Dust and leaves floated through the air. Lee brushed at her hair as she stared at the massive tree bough. As she gaped, one last tremor shuddered through the ground below her and then all was silent. Apparently destroying one of the forest giants was enough to appease whatever had the earth so pissed off. Lee cast a glance up into the canopy of leaves, studying the empty piece of sky. She could see the path the huge limb had taken. Smaller branches had been broken during the descent. Small by comparison at least. Some of those limbs were as big around as her waist.

The biggest limb, the one that would have crushed her if she hadn’t moved, was probably as big around as a VW Bug and its branches reached upward so high, she couldn’t see over it.

Morne’s blond head appeared over the rubble, and he took one look at Lee before closing his eyes. Lee recognized the sentiment. As soon as she could breathe again, she was going to roll over, kiss the dirt and thank God.

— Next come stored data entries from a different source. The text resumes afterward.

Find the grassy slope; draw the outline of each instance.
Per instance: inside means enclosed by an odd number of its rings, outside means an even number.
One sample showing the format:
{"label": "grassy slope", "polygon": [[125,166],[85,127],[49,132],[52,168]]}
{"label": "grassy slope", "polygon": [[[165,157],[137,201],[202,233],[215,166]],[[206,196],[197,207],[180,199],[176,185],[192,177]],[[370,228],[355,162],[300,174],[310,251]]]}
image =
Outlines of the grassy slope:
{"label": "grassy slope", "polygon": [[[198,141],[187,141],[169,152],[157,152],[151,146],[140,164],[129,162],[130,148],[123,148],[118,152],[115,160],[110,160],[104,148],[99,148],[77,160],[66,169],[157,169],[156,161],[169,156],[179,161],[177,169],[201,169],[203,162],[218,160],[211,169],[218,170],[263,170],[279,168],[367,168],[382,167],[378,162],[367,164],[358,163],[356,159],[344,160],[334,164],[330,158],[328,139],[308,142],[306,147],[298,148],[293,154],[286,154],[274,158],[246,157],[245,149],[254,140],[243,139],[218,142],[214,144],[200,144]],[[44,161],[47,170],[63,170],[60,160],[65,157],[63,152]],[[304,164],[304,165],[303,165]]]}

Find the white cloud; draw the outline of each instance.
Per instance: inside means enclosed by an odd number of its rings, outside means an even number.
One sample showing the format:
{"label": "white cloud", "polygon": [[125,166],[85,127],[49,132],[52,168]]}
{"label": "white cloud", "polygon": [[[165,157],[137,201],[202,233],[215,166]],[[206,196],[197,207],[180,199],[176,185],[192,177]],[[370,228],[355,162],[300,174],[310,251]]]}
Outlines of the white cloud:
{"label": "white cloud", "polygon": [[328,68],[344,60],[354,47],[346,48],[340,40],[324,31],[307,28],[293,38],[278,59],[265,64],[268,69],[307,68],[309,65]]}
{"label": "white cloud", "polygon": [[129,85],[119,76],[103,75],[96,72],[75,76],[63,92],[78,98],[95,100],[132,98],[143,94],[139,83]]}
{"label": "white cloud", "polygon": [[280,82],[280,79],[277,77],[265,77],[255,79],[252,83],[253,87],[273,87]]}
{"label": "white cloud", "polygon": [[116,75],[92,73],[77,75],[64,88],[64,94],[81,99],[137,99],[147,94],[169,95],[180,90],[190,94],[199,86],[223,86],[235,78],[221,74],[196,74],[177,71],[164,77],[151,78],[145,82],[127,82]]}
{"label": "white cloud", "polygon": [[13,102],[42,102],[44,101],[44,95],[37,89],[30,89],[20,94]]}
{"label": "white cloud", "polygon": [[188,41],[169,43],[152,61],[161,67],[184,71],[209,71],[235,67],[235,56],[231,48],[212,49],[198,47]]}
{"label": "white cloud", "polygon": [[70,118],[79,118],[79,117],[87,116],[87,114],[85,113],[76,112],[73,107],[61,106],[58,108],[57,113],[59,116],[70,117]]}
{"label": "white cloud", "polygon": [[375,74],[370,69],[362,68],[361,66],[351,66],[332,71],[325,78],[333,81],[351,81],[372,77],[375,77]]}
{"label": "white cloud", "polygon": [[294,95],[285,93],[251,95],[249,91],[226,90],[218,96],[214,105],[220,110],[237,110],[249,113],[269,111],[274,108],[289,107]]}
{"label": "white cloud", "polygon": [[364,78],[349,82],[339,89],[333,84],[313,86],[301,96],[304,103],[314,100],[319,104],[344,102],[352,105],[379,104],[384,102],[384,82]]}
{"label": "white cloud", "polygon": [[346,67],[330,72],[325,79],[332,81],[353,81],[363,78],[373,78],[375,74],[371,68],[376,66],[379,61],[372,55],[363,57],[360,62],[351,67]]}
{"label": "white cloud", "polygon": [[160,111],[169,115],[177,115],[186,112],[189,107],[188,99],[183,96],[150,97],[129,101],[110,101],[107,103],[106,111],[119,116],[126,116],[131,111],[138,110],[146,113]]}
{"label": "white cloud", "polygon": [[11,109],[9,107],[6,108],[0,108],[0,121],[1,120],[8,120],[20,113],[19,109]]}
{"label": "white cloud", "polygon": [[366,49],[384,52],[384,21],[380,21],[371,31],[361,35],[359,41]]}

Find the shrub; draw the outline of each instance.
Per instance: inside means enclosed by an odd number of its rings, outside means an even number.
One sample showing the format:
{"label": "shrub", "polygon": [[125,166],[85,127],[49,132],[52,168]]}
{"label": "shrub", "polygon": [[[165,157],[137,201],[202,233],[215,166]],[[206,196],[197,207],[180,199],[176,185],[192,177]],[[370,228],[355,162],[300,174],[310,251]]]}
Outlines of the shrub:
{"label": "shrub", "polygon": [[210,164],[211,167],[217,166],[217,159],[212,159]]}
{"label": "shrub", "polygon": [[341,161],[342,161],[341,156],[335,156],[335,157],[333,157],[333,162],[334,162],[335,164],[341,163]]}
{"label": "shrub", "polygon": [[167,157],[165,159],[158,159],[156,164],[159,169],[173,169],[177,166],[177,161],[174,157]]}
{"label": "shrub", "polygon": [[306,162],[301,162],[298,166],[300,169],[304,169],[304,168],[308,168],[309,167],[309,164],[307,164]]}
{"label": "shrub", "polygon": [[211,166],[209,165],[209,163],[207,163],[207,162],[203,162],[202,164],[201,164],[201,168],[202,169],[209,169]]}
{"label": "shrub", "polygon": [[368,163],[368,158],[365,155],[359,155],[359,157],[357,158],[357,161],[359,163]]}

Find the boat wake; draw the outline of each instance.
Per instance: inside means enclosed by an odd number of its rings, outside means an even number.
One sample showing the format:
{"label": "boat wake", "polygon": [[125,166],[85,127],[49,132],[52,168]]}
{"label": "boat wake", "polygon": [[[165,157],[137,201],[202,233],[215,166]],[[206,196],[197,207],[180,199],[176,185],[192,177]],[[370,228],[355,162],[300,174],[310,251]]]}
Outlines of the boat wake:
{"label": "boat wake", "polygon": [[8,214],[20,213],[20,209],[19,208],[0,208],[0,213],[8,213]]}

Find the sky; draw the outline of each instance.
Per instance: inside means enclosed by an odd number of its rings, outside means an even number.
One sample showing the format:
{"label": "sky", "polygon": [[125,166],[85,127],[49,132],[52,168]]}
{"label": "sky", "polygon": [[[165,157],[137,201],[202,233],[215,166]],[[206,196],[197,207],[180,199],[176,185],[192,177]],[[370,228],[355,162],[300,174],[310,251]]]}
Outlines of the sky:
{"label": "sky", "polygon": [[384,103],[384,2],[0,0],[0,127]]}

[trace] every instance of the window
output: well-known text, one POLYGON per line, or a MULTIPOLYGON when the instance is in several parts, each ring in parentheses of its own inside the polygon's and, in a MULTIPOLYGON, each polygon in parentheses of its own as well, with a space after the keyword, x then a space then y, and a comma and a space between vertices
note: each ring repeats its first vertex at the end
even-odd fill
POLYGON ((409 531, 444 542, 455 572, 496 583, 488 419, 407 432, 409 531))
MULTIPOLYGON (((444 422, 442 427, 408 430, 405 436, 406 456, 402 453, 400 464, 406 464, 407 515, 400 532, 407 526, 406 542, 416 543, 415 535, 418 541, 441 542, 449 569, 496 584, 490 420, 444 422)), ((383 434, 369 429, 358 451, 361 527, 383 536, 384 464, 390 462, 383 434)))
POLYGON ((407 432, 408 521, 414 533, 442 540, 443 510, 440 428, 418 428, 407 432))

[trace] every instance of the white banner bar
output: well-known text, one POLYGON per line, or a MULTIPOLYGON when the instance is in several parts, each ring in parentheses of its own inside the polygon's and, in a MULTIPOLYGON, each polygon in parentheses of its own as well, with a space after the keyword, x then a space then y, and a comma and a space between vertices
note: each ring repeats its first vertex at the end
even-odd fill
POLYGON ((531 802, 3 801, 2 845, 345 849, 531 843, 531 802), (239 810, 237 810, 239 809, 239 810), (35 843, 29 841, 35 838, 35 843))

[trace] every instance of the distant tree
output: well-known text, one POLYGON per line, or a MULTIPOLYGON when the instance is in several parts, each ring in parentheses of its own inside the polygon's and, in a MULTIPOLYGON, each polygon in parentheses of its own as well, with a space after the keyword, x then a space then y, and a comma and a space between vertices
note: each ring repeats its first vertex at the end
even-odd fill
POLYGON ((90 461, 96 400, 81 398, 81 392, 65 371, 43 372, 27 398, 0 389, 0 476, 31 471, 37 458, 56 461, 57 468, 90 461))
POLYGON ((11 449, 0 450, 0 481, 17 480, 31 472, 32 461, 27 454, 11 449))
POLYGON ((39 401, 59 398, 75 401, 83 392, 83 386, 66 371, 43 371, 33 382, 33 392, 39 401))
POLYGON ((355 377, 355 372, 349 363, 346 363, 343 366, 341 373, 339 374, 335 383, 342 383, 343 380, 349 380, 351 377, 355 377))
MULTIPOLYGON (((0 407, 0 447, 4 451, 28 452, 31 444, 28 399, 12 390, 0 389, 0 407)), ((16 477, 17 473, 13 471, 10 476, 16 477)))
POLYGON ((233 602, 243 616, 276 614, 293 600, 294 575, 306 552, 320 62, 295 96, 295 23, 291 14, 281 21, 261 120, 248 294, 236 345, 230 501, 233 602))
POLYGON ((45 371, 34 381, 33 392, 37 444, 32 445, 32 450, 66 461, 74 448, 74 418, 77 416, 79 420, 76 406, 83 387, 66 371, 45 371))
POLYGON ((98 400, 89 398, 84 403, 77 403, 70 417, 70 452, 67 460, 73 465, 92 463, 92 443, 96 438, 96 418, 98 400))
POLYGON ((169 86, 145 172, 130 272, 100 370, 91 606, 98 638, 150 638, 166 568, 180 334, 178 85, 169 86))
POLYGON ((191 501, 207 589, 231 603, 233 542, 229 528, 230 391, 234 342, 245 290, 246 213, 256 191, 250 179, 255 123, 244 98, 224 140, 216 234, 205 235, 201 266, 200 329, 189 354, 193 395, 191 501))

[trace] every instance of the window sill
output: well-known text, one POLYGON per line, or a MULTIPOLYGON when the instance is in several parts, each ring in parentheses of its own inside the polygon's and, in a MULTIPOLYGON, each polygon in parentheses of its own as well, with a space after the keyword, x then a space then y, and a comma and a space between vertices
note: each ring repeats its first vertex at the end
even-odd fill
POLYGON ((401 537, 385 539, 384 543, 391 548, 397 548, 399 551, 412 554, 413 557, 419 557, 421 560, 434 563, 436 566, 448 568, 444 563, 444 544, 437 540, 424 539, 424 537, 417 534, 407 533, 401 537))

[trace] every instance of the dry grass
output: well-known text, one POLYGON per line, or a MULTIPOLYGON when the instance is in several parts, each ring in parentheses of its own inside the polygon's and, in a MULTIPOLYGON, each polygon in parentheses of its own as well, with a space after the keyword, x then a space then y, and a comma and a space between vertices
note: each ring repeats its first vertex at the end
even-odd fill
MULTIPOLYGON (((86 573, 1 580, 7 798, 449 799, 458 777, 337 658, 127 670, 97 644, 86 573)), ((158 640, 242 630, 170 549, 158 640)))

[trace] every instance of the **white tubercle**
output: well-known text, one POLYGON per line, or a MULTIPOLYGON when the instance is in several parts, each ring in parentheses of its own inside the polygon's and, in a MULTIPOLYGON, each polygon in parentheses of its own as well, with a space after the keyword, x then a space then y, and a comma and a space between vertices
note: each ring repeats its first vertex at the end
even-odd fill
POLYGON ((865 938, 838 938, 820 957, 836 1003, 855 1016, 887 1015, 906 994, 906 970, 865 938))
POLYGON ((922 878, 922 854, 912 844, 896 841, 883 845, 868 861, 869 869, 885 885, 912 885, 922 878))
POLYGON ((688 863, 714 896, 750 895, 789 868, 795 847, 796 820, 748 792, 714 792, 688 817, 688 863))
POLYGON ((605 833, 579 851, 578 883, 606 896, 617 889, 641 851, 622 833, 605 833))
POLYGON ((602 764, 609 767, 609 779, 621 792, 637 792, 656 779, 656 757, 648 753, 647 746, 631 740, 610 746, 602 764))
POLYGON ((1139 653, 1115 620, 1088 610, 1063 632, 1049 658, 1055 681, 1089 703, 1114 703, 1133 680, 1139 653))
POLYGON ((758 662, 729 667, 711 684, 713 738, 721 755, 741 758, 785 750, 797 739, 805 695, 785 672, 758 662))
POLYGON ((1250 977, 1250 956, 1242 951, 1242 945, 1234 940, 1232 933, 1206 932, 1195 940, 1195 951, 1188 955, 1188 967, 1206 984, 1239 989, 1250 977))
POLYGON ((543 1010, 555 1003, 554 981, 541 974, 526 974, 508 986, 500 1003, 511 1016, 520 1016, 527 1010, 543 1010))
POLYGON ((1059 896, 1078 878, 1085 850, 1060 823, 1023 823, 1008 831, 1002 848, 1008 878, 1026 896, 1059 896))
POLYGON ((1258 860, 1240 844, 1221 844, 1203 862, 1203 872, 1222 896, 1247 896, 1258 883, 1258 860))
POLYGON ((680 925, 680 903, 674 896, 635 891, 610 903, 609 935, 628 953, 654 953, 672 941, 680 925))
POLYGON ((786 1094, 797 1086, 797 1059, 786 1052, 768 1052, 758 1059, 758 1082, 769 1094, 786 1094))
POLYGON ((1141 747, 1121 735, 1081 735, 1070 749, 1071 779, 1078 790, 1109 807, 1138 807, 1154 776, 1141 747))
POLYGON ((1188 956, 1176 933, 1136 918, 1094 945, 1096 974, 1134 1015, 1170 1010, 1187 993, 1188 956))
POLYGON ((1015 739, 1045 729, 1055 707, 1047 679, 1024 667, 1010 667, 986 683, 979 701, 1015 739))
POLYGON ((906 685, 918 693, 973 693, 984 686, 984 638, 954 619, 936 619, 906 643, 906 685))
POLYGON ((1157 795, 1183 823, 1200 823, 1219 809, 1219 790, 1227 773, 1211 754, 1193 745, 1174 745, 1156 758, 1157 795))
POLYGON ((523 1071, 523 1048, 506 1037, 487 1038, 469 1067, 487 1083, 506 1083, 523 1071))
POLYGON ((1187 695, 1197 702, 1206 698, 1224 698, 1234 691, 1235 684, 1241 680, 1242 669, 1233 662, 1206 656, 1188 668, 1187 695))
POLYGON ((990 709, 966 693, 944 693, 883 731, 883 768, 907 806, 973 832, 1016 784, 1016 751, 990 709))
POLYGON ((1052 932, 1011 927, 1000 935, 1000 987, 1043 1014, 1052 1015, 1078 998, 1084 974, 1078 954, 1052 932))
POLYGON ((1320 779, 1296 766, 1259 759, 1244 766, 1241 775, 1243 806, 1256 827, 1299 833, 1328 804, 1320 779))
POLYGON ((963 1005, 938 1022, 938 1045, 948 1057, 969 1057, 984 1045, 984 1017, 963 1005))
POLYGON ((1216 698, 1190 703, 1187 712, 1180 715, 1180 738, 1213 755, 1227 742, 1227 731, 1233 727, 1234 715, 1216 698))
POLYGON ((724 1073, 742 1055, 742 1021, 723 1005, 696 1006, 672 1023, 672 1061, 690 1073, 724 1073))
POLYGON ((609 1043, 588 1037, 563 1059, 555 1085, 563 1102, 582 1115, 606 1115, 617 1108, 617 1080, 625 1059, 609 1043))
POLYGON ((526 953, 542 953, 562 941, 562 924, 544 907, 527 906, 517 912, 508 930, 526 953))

Dais’s voice intruded on her attempts to catch her breath. “Anybody hurt?” There was silence and she felt all eyes on her. Dais cocked a gunmetal gray brow and asked, “Are you well, Lee?”

She slowly pushed up on her elbow and looked at the older man. Under her breath, she mumbled, “Depends on how you define
well
.” People started toward her and she waved them off. “I’m okay. Just give me a few minutes.”

The sudden onslaught of voices was too much for her spinning head, and instead of climbing to her feet to inspect the damage like everybody else was doing, she fell back onto the forest floor. Lee squinted up at the empty patch in the canopy overhead. She could see the dismal gray clouds through the patch. It hit her like a pang, then. The sun didn’t shine here. She hadn’t seen blue sky in nearly a month.

God. Had it only been a month?

It seemed like a lifetime, yet oddly, it also seemed like no time at all had passed. She could remember sitting at her workstation, the smell of the pencils she liked to use when she was sketching, the scent of paper, the weight of it in her hands, the feel of a keyboard under her fingers—the feel of the stylus. Watching the monitor as her dreams took on life before her eyes.

How many times had she sketched out memories from this world? Suppressed memories that only appeared in her dreams? It was unsettling to realize there were probably many, many memories. The piece she had been working on in the days before she fell into the bizarre place had come from a dream about the war. About Kalen.

“You aren’t injured.”

Lee opened her eyes and found Morne staring down at her with his unsettling blue-black eyes. “Is that a question or a statement?”

He blinked. “We need to get moving. There isn’t much time before nightfall, and we must all be back at the base before then.”